The 800 pound gorilla hiding in the closet though appears to be this, and I do not have an answer for mind you. Lets say that a significant number of people "go solar", but still stay connected loosely to the grid. Average daily power consumption need from the Utes goes down significantly. However, PEAK maximum backup power from Utes is still necessary if not mandated. This would cause a tremendous increase in cost per kilowatt as peak backup power is expensive in itself to maintain. If successful meaningful battery backup power is not invented the costs for maintaining the grid will still be fixed and at a higher cost.
I don't think we would immediately see the death spiral of Utility company viability because the grid will still be needed. So I wonder if the costs will just be shifted to higher monthly connectivity fees, thus negating a big savings in going solar?
Yeah, that's an issue.
I think PV tax credits will come under more attack from the states, and eventually even from the federal govt. The subsidies helped jumpstart an industry and drive prices from $10/watt down to $1/watt, but further subsidies are arguably of little impact.
HECO is already whining about us slimy net-metering customers not paying their fair share for the grid.
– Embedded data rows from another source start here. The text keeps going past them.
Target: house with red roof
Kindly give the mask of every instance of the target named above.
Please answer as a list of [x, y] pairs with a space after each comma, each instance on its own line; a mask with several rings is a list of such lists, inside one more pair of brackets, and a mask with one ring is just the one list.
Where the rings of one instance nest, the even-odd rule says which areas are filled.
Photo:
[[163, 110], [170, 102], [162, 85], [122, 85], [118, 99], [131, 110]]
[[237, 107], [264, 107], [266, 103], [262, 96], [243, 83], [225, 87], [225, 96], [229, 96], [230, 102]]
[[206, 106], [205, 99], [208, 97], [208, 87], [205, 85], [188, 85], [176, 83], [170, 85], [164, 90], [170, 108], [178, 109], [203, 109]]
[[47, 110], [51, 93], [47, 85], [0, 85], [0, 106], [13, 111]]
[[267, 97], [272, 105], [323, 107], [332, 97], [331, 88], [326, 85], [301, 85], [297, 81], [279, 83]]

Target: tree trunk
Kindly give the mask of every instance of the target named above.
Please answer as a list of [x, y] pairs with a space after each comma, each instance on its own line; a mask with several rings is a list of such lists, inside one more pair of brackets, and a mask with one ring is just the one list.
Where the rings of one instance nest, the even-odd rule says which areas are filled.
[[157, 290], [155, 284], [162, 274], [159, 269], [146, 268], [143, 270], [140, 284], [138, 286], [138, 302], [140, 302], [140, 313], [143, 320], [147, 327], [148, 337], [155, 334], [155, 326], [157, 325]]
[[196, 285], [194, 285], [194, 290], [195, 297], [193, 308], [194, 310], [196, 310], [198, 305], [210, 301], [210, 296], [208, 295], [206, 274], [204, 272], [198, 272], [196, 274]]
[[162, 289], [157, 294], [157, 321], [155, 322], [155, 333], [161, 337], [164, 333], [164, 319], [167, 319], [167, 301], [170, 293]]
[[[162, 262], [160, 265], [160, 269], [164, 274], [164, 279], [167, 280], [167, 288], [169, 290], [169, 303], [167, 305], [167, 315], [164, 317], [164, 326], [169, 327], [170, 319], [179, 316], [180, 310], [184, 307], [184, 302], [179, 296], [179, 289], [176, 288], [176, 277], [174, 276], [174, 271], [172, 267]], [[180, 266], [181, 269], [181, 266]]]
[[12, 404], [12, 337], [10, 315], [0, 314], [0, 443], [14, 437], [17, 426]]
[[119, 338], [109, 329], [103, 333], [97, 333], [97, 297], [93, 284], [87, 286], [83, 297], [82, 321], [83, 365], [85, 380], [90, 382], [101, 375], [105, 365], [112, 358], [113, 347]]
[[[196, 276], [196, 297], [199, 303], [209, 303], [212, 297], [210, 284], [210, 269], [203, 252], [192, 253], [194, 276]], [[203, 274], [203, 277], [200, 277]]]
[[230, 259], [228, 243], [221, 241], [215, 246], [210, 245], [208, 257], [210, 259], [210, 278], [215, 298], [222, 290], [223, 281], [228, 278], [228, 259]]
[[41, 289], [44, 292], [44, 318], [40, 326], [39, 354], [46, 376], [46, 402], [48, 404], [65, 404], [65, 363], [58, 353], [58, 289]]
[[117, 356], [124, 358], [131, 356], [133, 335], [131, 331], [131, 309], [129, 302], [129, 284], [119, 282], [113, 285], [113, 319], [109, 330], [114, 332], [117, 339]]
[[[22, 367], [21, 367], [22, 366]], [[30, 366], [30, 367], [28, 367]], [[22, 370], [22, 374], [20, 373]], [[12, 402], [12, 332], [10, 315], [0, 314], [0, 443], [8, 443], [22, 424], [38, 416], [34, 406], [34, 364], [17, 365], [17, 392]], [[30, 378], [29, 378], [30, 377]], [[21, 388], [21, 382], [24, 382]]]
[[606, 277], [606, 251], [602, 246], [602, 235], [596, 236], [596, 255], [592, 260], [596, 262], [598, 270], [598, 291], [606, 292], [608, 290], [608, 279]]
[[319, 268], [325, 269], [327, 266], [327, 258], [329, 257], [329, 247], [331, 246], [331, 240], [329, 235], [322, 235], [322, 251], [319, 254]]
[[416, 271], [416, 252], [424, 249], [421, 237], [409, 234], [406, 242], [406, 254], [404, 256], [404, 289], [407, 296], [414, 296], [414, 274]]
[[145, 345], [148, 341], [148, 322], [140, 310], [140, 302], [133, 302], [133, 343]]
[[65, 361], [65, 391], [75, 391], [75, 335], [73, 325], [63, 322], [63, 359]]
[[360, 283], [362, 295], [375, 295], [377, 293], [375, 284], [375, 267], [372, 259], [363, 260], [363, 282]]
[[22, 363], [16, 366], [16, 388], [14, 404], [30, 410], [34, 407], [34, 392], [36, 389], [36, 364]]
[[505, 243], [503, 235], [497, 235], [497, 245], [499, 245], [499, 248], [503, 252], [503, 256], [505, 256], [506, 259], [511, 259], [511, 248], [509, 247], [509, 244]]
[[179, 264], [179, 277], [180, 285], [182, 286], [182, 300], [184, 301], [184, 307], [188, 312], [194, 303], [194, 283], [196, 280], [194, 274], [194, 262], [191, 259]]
However HECO's CEO earned nearly $6M last year, so I have a difficult time feeling guilty about my own selfishness. I've also watched HECO waste millions on flawed engineering analysis and dubious reliability/redundancy upgrades, so I'm skeptical that our grid-tied vampire behavior is worse than their bureaucratic and operational inefficiency.
In other words, they need to fix their own house and run it more like a business (and less like a government agency) before they come after us little guys.
Our house was net-metering agreement #26, and today Oahu has tens of thousands of net-metered installations out of more than a million customers. In other words, they're hysterical about fewer than 5% of their customers. If HECO adds a feed-in tariff then I'll grudgingly pay it. But first I'll do the math and compare HECO's price to the long-term cost of lead-acid batteries or Tesla PowerWalls.
Electricity is a commodity, and I'm not going to pay for infrastructure any more than cell phone users want to pay for a landline telephone. Even our local landline phone company has figured out that its customers will still pay for IPTV and fiber-optic Internet access. Maybe HECO will come up with a similar business model that extracts the last penny out of their infrastructure.